Will Obama be able to just dismiss this scandal? “Up to now,” writes Ron Christie in the Daily Beast. “President Obama and congressional Democrats had thought ‘so-called’ scandals involving Benghazi, the IRS, and Operation Fast and Furious were largely behind them. 

“Nothing to see, just Republican witch hunts designed to embarrass the president and perhaps land blows against Hillary Clinton. 

“But recent revelations about shoddy care at Veterans Affairs facilities across the country have brought bipartisan condemnation from Capitol Hill that should worry a commander-in-chief whose reaction to the brewing tempest has been muted at best.

“What is most shocking to me about the VA tempest is that it repeats a pattern of conduct we’ve seen from the president and his administration. 

“Obama ran for president and asked Americans to hire him for another term based on his leadership skills, temperament, and ability to produce results. 

“Instead, we’ve seen the president and his team evade responsibility (and with a tiresome frequency) for areas in which they are directly responsible, parse words in an attempt to mislead, and otherwise duck long enough for the political storm of the moment to pass over for sunnier days ahead.
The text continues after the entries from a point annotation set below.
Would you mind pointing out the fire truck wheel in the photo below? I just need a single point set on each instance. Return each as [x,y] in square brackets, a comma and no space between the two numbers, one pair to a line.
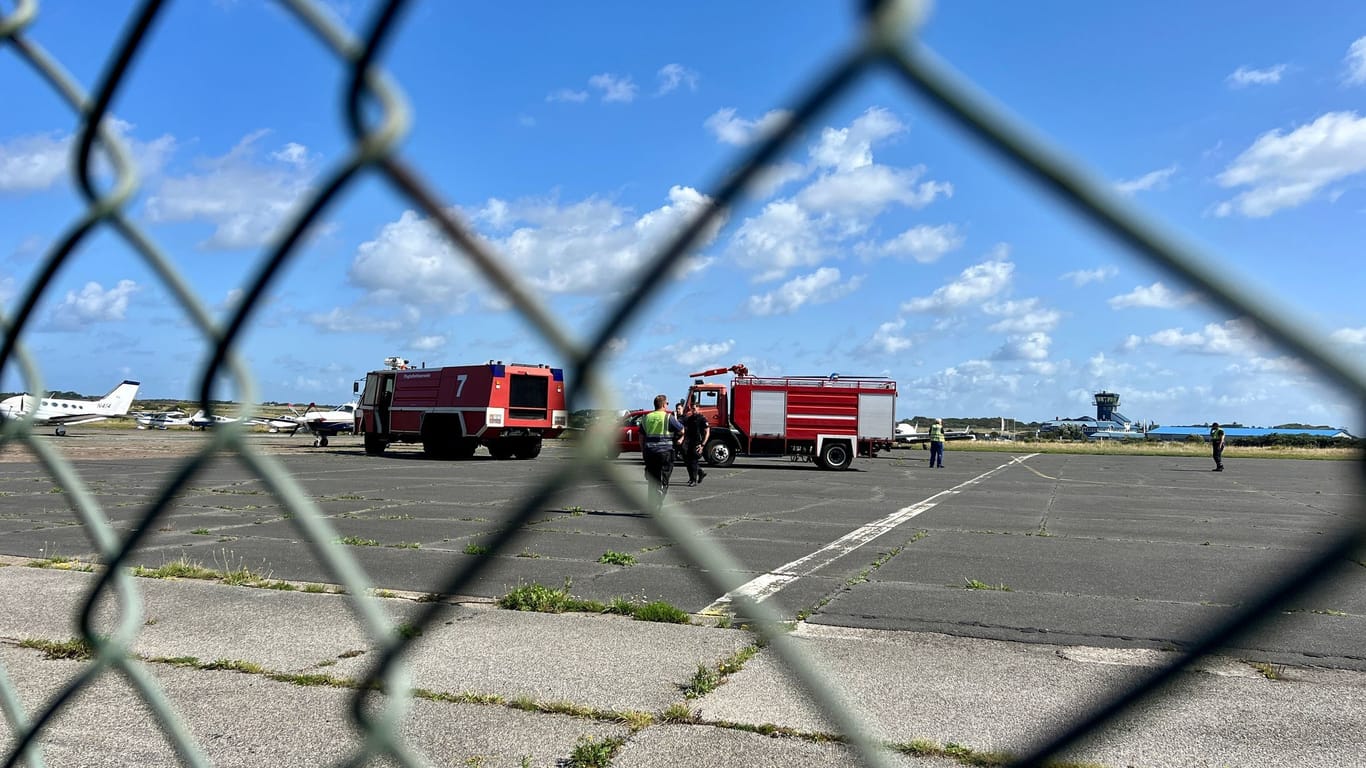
[836,455]
[719,453]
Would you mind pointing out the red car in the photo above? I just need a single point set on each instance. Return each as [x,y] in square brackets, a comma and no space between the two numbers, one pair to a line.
[629,435]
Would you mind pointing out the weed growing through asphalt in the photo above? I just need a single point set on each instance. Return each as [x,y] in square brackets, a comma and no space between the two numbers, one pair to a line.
[74,649]
[661,611]
[1269,671]
[974,584]
[593,753]
[547,600]
[616,559]
[704,682]
[678,714]
[180,567]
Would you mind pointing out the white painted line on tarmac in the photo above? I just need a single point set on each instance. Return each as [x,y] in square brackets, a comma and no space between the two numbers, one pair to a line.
[767,585]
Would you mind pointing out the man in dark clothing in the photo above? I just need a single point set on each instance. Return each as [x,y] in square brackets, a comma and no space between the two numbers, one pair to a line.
[695,432]
[1216,440]
[659,432]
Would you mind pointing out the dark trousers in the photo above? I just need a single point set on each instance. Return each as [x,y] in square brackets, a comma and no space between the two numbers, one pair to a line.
[659,466]
[691,459]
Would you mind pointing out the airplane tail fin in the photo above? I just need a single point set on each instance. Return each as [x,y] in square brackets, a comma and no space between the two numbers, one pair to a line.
[119,401]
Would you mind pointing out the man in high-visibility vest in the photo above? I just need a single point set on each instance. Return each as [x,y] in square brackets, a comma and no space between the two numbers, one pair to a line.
[937,443]
[660,429]
[1216,440]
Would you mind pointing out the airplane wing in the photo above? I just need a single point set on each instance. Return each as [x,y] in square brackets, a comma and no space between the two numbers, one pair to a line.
[67,420]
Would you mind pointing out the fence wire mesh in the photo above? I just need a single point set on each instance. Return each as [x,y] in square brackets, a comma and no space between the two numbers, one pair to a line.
[887,47]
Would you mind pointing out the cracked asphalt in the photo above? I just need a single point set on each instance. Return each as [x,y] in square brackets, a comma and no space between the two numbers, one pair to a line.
[1101,551]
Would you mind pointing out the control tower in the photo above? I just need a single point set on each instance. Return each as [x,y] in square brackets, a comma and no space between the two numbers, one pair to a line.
[1105,405]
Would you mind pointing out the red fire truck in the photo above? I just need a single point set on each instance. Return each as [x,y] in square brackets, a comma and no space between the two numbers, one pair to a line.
[452,410]
[823,418]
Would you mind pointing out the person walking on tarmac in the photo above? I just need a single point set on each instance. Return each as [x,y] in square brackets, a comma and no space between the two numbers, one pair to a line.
[1216,440]
[695,432]
[659,433]
[937,443]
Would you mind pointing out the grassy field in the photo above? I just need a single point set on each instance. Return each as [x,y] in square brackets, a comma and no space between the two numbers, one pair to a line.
[1148,448]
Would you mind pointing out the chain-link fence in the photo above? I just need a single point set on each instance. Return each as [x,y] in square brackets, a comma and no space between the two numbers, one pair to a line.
[885,48]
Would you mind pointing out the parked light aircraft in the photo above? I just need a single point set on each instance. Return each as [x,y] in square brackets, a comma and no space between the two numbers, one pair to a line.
[161,420]
[317,422]
[60,413]
[910,433]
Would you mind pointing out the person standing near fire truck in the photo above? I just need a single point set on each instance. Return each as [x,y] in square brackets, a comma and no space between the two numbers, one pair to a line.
[937,443]
[660,429]
[695,432]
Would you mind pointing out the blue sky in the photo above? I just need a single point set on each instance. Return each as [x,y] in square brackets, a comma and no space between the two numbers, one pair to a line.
[575,138]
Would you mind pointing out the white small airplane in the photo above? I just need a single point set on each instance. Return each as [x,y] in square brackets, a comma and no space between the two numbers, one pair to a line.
[910,433]
[60,413]
[161,420]
[317,422]
[202,421]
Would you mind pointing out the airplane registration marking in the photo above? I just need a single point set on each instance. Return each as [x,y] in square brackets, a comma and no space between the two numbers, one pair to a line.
[767,585]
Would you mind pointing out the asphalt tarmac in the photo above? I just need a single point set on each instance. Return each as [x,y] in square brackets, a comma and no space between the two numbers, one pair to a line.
[1135,552]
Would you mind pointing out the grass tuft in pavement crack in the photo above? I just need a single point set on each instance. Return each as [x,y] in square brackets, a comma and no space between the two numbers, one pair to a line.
[74,649]
[593,753]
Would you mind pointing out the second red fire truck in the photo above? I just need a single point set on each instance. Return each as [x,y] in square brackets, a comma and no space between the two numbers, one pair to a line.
[452,410]
[825,418]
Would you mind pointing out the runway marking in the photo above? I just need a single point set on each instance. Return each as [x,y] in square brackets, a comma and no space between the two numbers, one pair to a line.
[767,585]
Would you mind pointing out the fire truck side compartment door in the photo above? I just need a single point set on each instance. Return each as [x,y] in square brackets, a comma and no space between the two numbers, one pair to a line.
[768,414]
[876,417]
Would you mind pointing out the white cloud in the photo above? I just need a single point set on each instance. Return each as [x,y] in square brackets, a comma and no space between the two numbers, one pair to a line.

“Not this time,” writes Christie. “Americans of all political persuasions stand in solidarity behind those brave men and women who don the uniform to defend us from those who seek to harm our country and our allies.” 

“Are there lessons in the VA scandal for the rest of us if Obamacare survives and even expands?” asks Fund. “You betcha. There’s a lot to be mad about at the Department of Veterans Affairs. Michael Tanner of the Cato Institute notes that more than 344,000 claims for veterans’ care are backed up and waiting to be processed. It takes an average of 160 days for a veteran to be approved for health benefits, and the VA itself estimates that is has an error rate of at least 9 percent in processing claims.” 

“Obamacare will dramatically expand access to the health-care system at the same time that many surveys show doctors are likely to retire or cut back their hours,” notes Fund. “It is almost inevitable that we’ll see more waiting-list scandals as the need to ration care grows.

“This is the record of many single-payer health-care systems, and both Obama and the Senate majority leader, Harry Reid, have said that establishing a single-payer system is their long-term goal. In 2003, Obama, then an Illinois state senator, told an AFL-CIO conference: ‘I happen to be a proponent of a single-payer universal health-care program. . . . But as all of you know, we may not get there immediately.’” 

Similarly, Majority Leader Reid told a PBS interview show in Nevada, in October 2013: “What we’ve done with Obamacare is have a step in the right direction, but we’re far from having something that’s going to work forever.” When he was asked by a panelist whether he meant that ultimately the country would need a health-care system that abandoned insurance as the means of accessing it, Reid said: “Yes, yes. Absolutely yes.”

“The veterans’ hospital scandals now in the news in the United States show just how bad things can get when the pressure of patient demand and waiting lists affects bureaucratic behavior,” writes Fund. “They should serve as a warning sign.”

Publication date: May 22, 2014



Is the Growing Veterans Administration Scandal a Warning of How Obamacare Will Be Run?